ECLI:NL:RBBRE:2011:BU8732
Rechtbank Breda
- Eerste aanleg - enkelvoudig
- W.A.P. van Roij
- M.J.M. Mies
- Rechtspraak.nl
Aftrek van giften in de inkomstenbelasting en de voorwaarden voor een gift
In deze zaak heeft de Rechtbank Breda op 17 november 2011 uitspraak gedaan in een geschil tussen een belanghebbende en de inspecteur van de Belastingdienst over de aftrekbaarheid van een gift in de aangifte inkomstenbelasting. De belanghebbende had in 2007 werkzaamheden verricht voor verschillende algemeen nut beogende instellingen (ANBI's) en had de waarde van deze werkzaamheden, ter hoogte van € 17.500, als gift opgevoerd in zijn aangifte. De inspecteur heeft deze aftrek gecorrigeerd, wat leidde tot het beroep van de belanghebbende.
De rechtbank heeft vastgesteld dat de inspecteur de aftrek terecht heeft gecorrigeerd. De rechtbank oordeelde dat de belanghebbende niet aannemelijk heeft gemaakt dat er een aanspraak op een beloning was ontstaan voor de verrichte werkzaamheden. De enkele stelling van de belanghebbende dat hem een marktconform uurtarief was aangeboden, was onvoldoende onderbouwd. De rechtbank concludeerde dat er geen sprake was van een gift, omdat de belanghebbende niet was verarmd door de werkzaamheden die hij had verricht.

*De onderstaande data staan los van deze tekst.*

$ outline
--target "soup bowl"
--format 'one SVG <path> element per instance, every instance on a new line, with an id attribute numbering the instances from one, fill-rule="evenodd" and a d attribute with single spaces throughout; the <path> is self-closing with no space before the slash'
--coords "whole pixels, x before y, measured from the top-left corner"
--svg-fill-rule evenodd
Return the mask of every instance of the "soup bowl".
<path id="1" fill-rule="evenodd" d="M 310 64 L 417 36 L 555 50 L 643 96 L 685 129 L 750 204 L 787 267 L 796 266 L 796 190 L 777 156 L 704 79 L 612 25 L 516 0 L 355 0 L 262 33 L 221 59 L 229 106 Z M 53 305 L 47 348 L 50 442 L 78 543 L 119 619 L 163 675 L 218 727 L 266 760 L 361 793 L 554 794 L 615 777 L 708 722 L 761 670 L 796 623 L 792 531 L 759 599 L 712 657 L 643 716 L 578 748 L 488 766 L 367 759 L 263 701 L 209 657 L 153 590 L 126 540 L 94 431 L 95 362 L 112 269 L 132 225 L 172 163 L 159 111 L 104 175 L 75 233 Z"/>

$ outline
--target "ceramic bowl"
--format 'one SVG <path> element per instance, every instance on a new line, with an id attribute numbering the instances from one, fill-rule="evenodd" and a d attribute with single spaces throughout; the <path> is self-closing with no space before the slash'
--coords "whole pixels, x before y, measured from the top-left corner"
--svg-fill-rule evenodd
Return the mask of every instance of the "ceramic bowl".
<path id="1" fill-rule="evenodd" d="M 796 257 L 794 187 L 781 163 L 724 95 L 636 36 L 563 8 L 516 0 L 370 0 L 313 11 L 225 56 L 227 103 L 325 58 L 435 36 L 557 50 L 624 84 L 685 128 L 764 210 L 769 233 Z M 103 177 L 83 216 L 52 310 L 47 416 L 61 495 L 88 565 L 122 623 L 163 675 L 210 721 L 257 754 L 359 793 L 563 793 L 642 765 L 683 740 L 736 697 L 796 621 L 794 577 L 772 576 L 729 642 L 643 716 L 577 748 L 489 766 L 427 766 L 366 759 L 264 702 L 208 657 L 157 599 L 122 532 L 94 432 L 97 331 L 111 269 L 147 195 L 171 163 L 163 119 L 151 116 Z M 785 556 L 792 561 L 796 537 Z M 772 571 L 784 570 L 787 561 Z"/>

De rechtbank heeft verder overwogen dat, zelfs als er veronderstellenderwijs van een aanspraak op beloning wordt uitgegaan, de belanghebbende fiscaal gezien als genieter van het geschonken bedrag zou worden aangemerkt. Dit zou betekenen dat zijn belastbaar inkomen zou stijgen, waardoor de aftrek van de gift niet volledig zou kunnen worden gerealiseerd. De rechtbank heeft het beroep van de belanghebbende ongegrond verklaard en geen aanleiding gezien voor een proceskostenveroordeling. De uitspraak is openbaar uitgesproken in aanwezigheid van de griffier.